5 teknik membaca buku
5 teknik membaca buku.

Apabila menerapkan teknik membaca buku secara tepat, kita juga bisa kok membaca banyak buku sampai selesai.

Namun, yang tak kalah penting daripada selesai membaca adalah mendapatkan manfaat dari buku yang kita baca.

Sayang banget kalau sudah menghabiskan banyak waktu tetapi tidak mendapatkan manfaat membaca buku.

Seperti yang pernah kita bahas pada artikel Manfaat Membaca Buku untuk Kesehatan, misalnya. Kebiasaan membaca ini sangat baik untuk kesehatan mental dan fisik. Pengecualian untuk buku berkonten negatif (seperti pornografi) yang justru akan merusak otak.

Jadi, yuk kita kenalan dulu dengan beberapa teknik membaca buku dan menemukan yang pas untuk kita terapkan.

1. Skimming

Teknik membaca skimming sudah lama dikenal. Mungkin kita pun pernah melakukannya tanpa mengetahui bahwa namanya. Jadi, apa itu teknik membaca skimming?
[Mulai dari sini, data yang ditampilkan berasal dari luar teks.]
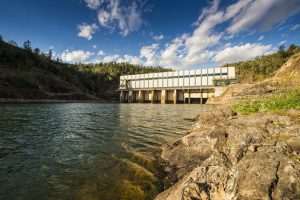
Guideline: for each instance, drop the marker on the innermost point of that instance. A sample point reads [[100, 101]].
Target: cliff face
[[226, 156], [288, 76]]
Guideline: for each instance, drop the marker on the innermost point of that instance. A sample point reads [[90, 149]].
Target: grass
[[275, 103]]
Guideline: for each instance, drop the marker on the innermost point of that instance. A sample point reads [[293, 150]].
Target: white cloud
[[194, 50], [295, 27], [282, 42], [127, 18], [158, 37], [87, 31], [150, 54], [130, 59], [261, 38], [243, 52], [75, 56], [93, 4], [263, 14], [101, 53], [110, 58]]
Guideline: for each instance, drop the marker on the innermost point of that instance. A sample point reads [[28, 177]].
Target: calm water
[[86, 150]]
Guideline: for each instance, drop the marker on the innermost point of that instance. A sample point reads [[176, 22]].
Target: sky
[[179, 34]]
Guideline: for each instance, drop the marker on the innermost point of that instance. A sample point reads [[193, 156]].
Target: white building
[[185, 86]]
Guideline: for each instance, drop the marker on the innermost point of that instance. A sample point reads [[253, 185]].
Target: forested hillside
[[30, 74], [264, 66]]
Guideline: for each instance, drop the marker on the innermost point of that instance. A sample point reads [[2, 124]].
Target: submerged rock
[[226, 156]]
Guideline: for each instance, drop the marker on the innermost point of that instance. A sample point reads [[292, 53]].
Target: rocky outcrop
[[227, 156], [288, 76]]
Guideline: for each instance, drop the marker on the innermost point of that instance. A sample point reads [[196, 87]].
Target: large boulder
[[227, 156]]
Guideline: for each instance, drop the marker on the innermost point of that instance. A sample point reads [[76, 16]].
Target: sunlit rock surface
[[228, 156]]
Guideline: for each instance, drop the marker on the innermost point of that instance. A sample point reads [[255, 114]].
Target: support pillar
[[122, 97], [201, 97], [130, 97], [163, 97], [141, 96], [175, 96], [152, 96]]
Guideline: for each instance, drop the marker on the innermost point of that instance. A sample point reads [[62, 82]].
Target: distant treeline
[[263, 66], [100, 80]]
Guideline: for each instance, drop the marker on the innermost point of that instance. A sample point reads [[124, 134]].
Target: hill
[[30, 74], [284, 80]]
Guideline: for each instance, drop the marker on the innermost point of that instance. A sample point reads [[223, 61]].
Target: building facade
[[185, 86]]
Skimming adalah membaca secara cepat untuk mendapatkan hal-hal penting dari sebuah bacaan.

Pada skimming kita membaca seluruh isi buku secara sekilas dan cepat, tetapi utuh dan tetap dapat menemukan poin-poin pentingnya.

Bukan sekadar was wes wos membaca secepat kilat, melainkan juga mesti dapat menangkap ide pokok dan intisari dari buku tersebut.
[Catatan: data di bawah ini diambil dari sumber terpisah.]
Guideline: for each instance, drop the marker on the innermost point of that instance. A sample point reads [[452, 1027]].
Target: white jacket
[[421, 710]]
Susah ya? Hehe.... Sini, Ada Resensi bisikin kuncinya:

  • Konsentrasi. Ibarat nyetir nih, langsung aja gas pol.
  • Punya tujuan membaca yang jelas.
  • Tahu mau mencari apa di dalam buku yang sedang dibaca.
  • Biarkan mata membaca dengan cepat. Kepala, jari tangan, dan mulut jangan ikut-ikutan.
  • Jangan terpaku pada satu kata atau kalimat.
  • Tidak perlu meresapi kata demi kata.
  • Ketika menemukan apa yang dicari, boleh turunkan kecepatan untuk menandai bagian tersebut, kemudian kembali gassss sampai selesai.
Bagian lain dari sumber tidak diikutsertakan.